Joining Dan are Brad Hull and Tim Gates (of the country group Due West) and Ben Truman and Chad Truman (also known as the Truman Brothers). The technical side of the band is shouldered by the talents of live engineer Aaron Kopp and Grammy Award Winner Silvio Richetto as mix engineer. To date, they have performed over 1,500 shows for audiences in the U.S., Canada, Australia, China and Great Britain.

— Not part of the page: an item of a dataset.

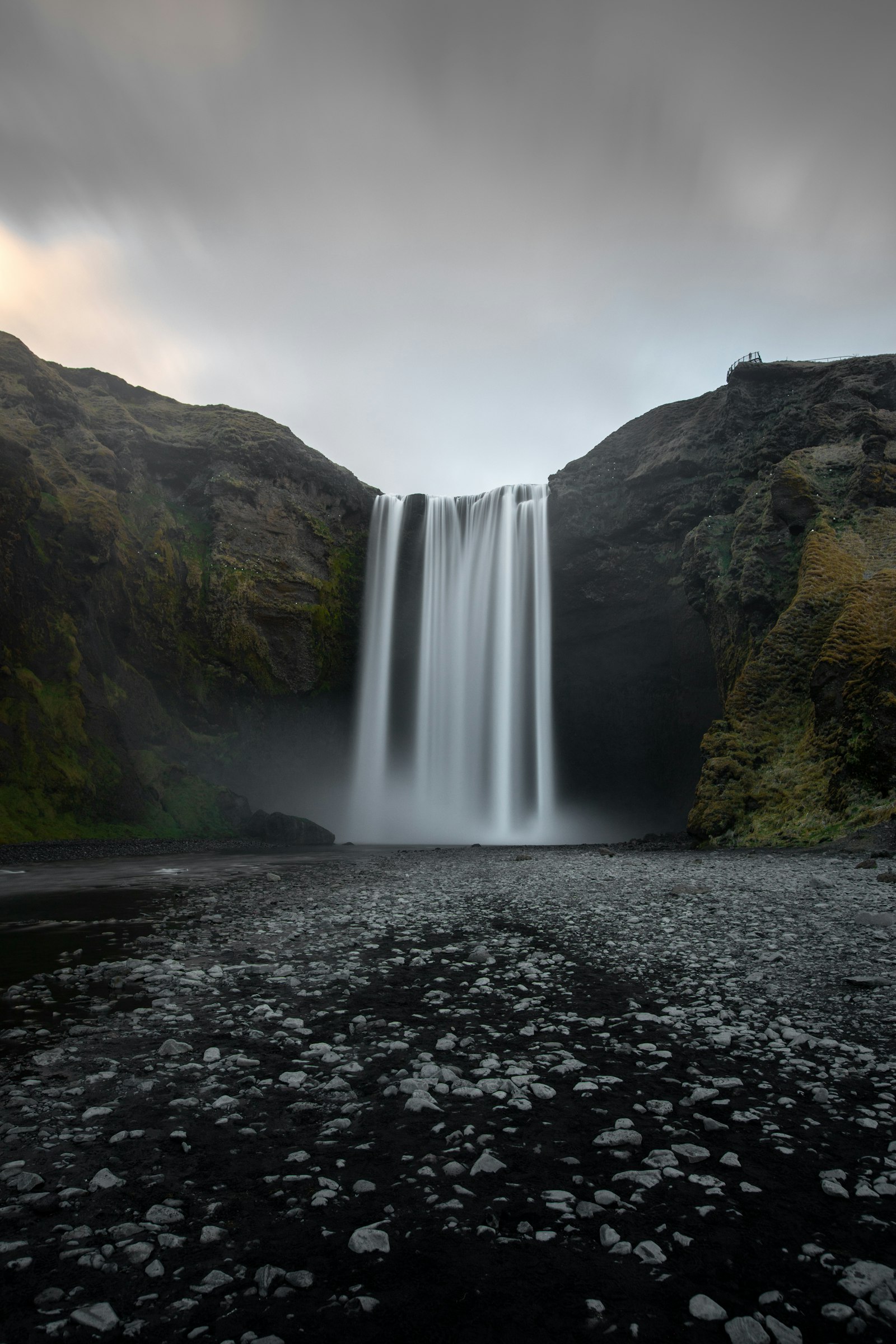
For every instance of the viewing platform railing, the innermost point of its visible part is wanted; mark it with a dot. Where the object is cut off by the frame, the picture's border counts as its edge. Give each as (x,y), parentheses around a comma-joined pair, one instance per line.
(753,358)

Some of the featured singers on their seven albums include Diamond Rio, John Cowan, David Archuleta, Billy Dean, Alex Boye', Nathan Pacheco, Katherine Nelson, David Osmond, & Mindy Gledhill.

==Brazil==
In 1999 Deere produced BMG's Brazilian Recording artist Wanessa Camargo’s self-titled debut album. The success of this album led to Deere producing six consecutive albums on Camargo. Deere also wrote many of her hits over the years including O Amor Não Deixa, Tanta Saudade, Gostar de Mim, Um Dia...Meu Primeiro Amor, and Sem Querer. Deere had more than 50 songs recorded in the Brazilian market and 9 hit singles with Camargo, Leonardo and Luiza Possi.

Educator
In 2021 and 2022 Deere was contracted by Southern Virginia University to write curriculum for and to expand their Music Industry Concentration. Deere taught the new curriculum for the 2021 school year as a professor.

Publisher and Music Executive
Deere opened Glass Box Music Group in 2003. Deere's first signing's were Matt Lopez and Brad Hull of the band Due West and Oklahoma native Luke Dick. Deere sold the company in 2007 to Texas businessman Steve Caperton.
Deere remains the President of the non-profit 501(c)(3) the Nashville Tribute Band, Inc.